BACOLOD

Sanchez: The local in the global

Nature speaks

AS AN environmentalist and a lay Franciscan contemplative, I am alarmed with conflagration in the Amazons, and Siberia and the heat waves in Europe.

The state of Amazonas has declared an emergency. The #PrayforAmazonia tag has surged on social media as users blamed darkened skies above São Paulo on the fires.

There’s the taiga, known in North America as its boreal forest or snow forests, I am blessed that I experienced hiking in the boreal forests of Alberta.

I am horrified that these forests have been burned down. And wildlife habitat and indigenous communities lost their homes.

Nearly a century ago, Saint Francis of Assisi preached the importance of compassion for the poor and vulnerable.

Jason Miller, with the Franciscan Action Network, says the group draws inspiration from Saint Francis’s teachings.

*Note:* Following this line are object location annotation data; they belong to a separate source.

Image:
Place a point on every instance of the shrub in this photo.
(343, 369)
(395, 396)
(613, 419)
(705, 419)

“He was a man that started a movement within the Catholic Church that still lasts today. And we try to live up to his example as he inspires us to work for justice.”

Fast forward today, these forest fires are happening in the USA, Amazons in Brazil, Bolivia, Australia and Indonesia. Is it farfetched that eventually our forests will catch fire? In our forestry projects, we make firelines the mountain forest communities at the Northern Negros and Mt Kanlaon Natural Parks.

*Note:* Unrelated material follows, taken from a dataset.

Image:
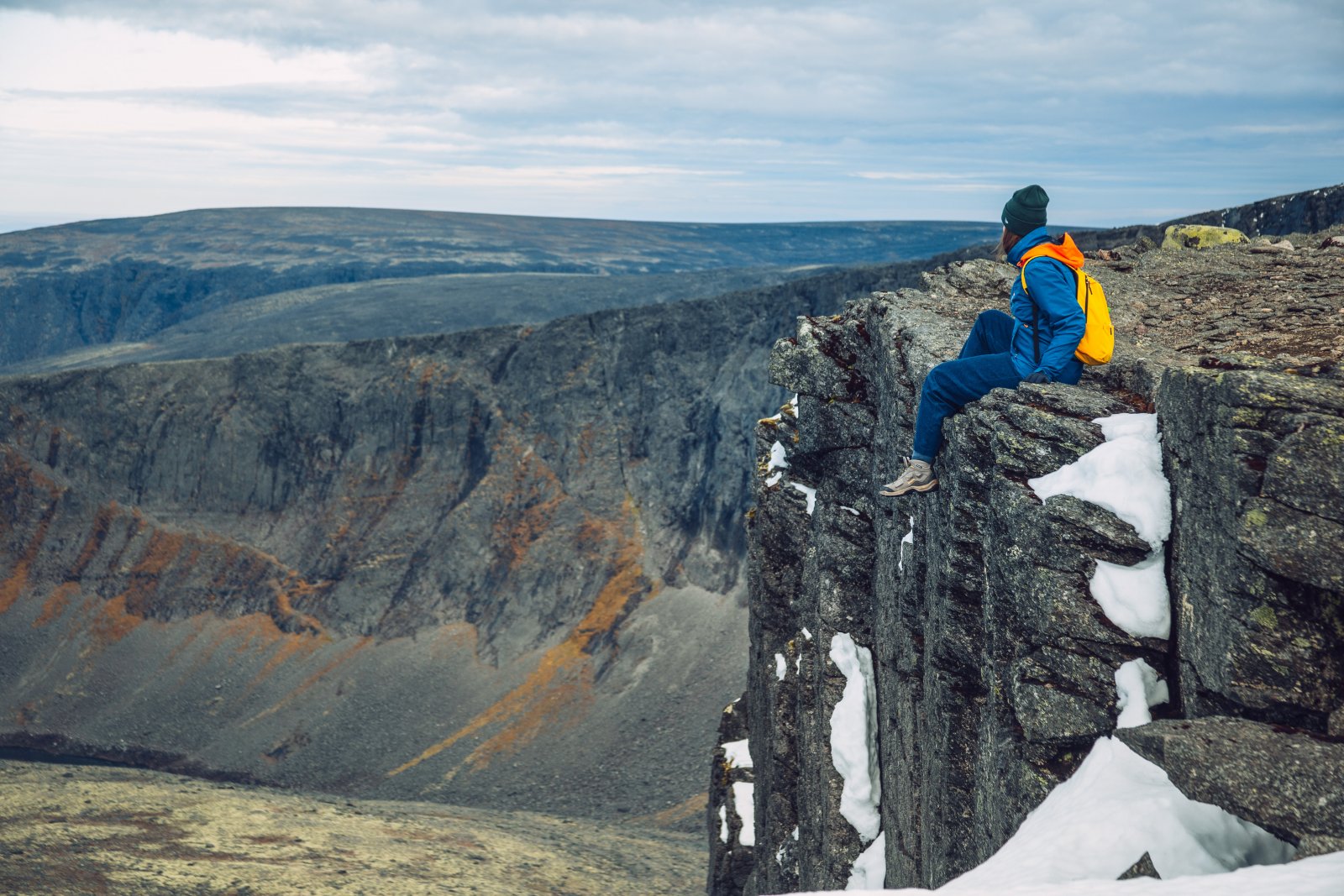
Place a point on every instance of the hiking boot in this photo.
(918, 477)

As Catholics are natural allies in the struggle for environmental justice, we follow Jesus’ call to leave everything behind and live a life of intentional poverty and simplicity, where humankind forge a more intimate bond with their ecosystems. But we have to contend with hacienda systems that clear-cut the lowland and even upland forests so a few people can have extensive land. This separation of people from the land, coupled with abuse of power, led to oppression and a class of poor deprived of their humanity and dignity.

Miller says that justice is often interwoven with environmental issues. That is why the group is working with marginalized communities that are more severely affected by climate change and air pollution.

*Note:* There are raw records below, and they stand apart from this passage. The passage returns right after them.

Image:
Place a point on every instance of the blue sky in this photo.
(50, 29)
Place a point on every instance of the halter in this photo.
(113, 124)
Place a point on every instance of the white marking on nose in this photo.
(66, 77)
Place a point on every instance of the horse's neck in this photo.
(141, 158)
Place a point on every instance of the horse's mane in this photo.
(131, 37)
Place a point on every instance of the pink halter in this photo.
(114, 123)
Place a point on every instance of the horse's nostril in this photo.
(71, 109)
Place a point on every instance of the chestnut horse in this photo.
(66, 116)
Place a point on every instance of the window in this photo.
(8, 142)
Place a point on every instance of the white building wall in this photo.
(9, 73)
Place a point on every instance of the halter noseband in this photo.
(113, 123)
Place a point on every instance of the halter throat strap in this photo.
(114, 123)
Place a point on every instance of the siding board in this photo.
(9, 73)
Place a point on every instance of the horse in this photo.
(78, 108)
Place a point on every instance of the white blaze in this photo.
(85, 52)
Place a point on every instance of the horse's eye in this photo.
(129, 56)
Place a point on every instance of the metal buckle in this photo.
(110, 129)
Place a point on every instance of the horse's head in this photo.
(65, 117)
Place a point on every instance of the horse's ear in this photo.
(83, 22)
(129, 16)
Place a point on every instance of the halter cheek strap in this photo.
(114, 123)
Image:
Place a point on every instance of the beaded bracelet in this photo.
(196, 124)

By dramatically changing the food we eat, especially meat such as hamburgers as well as the way it is grown and produced, humans can help stop the devastating impacts of climate change according to the latest report by the United Nations body on climate science.

More than 100 scientists from 52 countries put together the report, which was published by the UN’s Intergovernmental Panel on Climate Change. It takes a look at how land-use practices have impacted the planet and finds that deforestation, agriculture and other human activities threaten the world’s ability to limit the global temperature increase to 1.5 degree Celsius, the goal of the 2015 Paris climate agreement.

However, the report is not all bad news and finds that if more of the world’s population shift toward plant-based diets and reduce their meat consumption, it could significantly boost the planet’s ability to fight climate change.

What we are seeing localized has become global. Or the global can be felt in the local.